The results remained stable when comparing with the days with lower temperatures. For a day with average temperature < =3rd percentile, cold morality risk was significantly higher than from a day with average temperature < =5th percentile. Considering the log-linear effect, a 1 °C decrease in AWCET in days with average temperature < =3rd percentile can result to OR of 1.877 [1.837, 1.919], 2.011 [1.968, 2.054], 1.937 [1.892, 1.983], and 2.108 [2.059, 2.157], controlling for all factors. For a day with average temperature < =1st percentile, cold morality risk was significantly higher than from days with average temperature < =5th percentile or < 3rd percentile. Considering the log-linear effect, a 1 °C decrease in AWCET in days with average temperature < =1st percentile can result to OR of 2.463 [2.303, 2.634], 2.768 [2.588, 2.960], 2.514 [2.356, 2.683], and 2.947 [2.764, 3.142]. Similar patterns were also found for the results considering the curve-linear effect.

Assessment of cardiovascular mortality

The use of AWCET is consistently stable when it was applying to assess the excess mortality caused by cardiovascular diseases during an extreme cold event. Considering the log-linear effect, for a day with average temperature < =5th percentile, a 1 °C decrease in AWCET can result to OR of 1.718 [1.668, 1.770], 1.802 [1.752, 1.854], 1.704 [1.650, 1.758], and 1.817 [1.762, 1.875], controlling for the effects of sociodemographic characteristics, neighbourhood disparity, urban/rural difference, air quality, and humidity as well as the weekday/weekend effect (Table 1). Days with average temperature < =3rd percentile had higher mortality risk than days with average temperature < =5th percentile, in which considering the log-linear effect, a 1 °C decrease in AWCET in days with average temperature < =3rd percentile can result to OR of 1.880 [1.798, 1.967], 2.011 [1.924, 2.101], 1.932 [1.841, 2.028], and 2.092 [1.995, 2.193], controlling for all factors. Days with average temperature < =1st percentile also had higher mortality risk than days with average temperature < =3rd percentile, in which considering the log-effect effect, a 1 °C decrease in AWCET in days with average temperature < =1st percentile can result to OR of 2.595 [2.233, 3.015], 2.959 [2.544, 3.440], 2.564 [2.232, 2.946], and 2.961 [2.584, 3.393]. Similar patterns were also found for the results considering the curve-linear effect.

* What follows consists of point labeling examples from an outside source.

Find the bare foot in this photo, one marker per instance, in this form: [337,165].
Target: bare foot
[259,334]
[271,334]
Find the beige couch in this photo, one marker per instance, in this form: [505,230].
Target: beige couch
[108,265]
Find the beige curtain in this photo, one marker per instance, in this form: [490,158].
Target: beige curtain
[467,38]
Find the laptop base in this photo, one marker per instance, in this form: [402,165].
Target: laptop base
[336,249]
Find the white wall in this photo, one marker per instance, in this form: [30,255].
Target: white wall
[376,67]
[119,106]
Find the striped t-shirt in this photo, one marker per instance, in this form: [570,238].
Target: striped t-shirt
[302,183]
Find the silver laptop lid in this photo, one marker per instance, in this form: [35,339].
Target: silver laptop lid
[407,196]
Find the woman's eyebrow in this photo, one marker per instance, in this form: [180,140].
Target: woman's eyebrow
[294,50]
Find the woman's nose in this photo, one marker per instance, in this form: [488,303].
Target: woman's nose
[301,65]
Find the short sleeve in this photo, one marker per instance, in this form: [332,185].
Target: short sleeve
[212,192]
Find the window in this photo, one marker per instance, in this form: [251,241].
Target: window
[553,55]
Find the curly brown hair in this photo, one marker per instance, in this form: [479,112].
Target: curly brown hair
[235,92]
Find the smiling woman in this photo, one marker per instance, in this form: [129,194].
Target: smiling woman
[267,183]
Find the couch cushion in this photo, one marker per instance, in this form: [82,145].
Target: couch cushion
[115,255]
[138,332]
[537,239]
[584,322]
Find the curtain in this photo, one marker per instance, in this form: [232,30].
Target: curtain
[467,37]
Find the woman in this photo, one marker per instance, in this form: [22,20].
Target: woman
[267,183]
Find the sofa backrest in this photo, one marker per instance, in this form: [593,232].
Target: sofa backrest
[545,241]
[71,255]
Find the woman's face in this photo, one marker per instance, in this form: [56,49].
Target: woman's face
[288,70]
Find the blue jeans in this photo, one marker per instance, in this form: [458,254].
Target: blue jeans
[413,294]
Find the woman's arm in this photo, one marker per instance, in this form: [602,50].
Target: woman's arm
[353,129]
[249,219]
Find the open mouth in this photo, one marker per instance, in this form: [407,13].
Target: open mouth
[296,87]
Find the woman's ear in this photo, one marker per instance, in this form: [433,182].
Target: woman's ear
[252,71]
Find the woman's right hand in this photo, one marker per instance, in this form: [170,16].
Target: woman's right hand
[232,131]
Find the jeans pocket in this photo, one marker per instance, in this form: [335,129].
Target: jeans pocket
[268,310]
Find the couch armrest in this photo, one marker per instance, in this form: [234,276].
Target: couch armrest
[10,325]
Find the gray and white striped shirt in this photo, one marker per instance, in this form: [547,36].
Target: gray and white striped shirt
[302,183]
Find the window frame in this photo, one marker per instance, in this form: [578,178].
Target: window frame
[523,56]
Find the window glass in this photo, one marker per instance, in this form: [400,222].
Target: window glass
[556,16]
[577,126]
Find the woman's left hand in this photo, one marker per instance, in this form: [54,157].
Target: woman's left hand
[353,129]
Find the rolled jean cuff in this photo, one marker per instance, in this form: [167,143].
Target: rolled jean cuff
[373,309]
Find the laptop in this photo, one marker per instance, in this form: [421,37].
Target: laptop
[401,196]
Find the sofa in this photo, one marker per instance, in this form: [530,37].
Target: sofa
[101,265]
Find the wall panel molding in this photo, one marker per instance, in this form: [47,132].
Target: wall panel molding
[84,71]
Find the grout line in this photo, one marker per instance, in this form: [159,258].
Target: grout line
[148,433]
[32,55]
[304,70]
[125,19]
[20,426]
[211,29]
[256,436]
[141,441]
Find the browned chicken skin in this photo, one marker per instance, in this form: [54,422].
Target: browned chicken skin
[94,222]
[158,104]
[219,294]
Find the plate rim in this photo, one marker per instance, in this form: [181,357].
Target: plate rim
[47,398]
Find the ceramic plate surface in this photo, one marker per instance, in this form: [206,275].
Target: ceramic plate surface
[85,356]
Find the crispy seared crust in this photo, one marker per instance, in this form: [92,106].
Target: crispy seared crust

Assessment of respiratory mortality

Similar observations can be found for the assessment of respiratory mortality (Table 1). For days with average temperature < =5th percentile, considering the log-linear effect, a 1 °C decrease in AWCET can result to OR for respiratory mortality of 1.691 [1.642, 1.741], 1.771 [1.723, 1.821], 1.719 [1.665, 1.774], and 1.838 [1.782, 1.896], controlling for the effects of sociodemographic characteristics, neighbourhood disparity, urban/rural difference, air quality, and humidity as well as the weekday/weekend effect. For days with average temperature < =3rd percentile, considering the log-linear effect, a 1 °C decrease in AWCET can result to OR for respiratory mortality of 1.853 [1.773, 1.938], 1.983 [1.898, 2.071], 1.939 [1.849, 2.034], and 2.107 [2.010, 2.209], controlling for the effects of sociodemographic characteristics, neighbourhood disparity, urban/rural difference, air quality, and humidity as well as the weekday/weekend effect. The OR for days with average temperature < =3rd percentile were significantly higher than the OR for days with average temperature < =5th percentile. In addition, for days with average temperature < =1st percentile, considering the log-linear effect, a 1 °C decrease in AWCET can result to OR for respiratory mortality of 2.438 [2.125, 2.798], 2.756 [2.404, 3.160], 2.501 [2.196, 2.849], and 2.945 [2.590, 3.350], controlling for all factors. The OR for days with average temperature < =1st percentile were significantly higher than the OR for days with average temperature < =3rd percentile and < =5th percentile. Similar patterns were also found for the results considering the curve-linear effect.

Assessment of cancer-related mortality

The consistency of using AWCET for cold mortality assessment was not only found for all-cause, cardiovascular and respiratory mortality, but also for cancer-related mortality. Considering the log-linear effect, the OR for days with average temperature < =3rd percentile were significantly higher than the OR for days with average temperature < =5th percentile. The OR for days with average temperature < =1st percentile were significantly higher than the OR for days with average temperature < =3rd percentile and < =5th percentile (Table 1). In details, for days with average temperature < =5th percentile, considering log-linear effect, a 1 °C decrease in AWCET can result to OR for cancer-related mortality of 1.708 [1.665, 1.753], 1.803 [1.760, 1.848], 1.706 [1.659, 1.755], and 1.829 [1.780, 1.880], controlling for all factors. For days with average temperature < =3rd percentile, considering the log-linear effect, a 1 °C decrease in AWCET can result to OR for cancer-related mortality of 1.887 [1.813, 1.964], 2.020 [1.943, 2.101], 1.936 [1.854, 2.022], and 2.113 [2.025, 2.205]; and for days with average temperature < =1st percentile, a 1 °C decrease in AWCET can result to OR for cancer-related mortality of 2.337 [2.087, 2.615], 2.594 [2.318, 2.902], 2.404 [2.144, 2.697], and 2.845 [2.539, 3.187]. Similar patterns were also found for the results considering the curve-linear effect.

Comparison between AWCET and NWCET

Based on the comparison of log-linear effect, this study has found that using AWCET can better address the magnitude of mortality risk for all perceivably cold days than using NWCET (Table 2).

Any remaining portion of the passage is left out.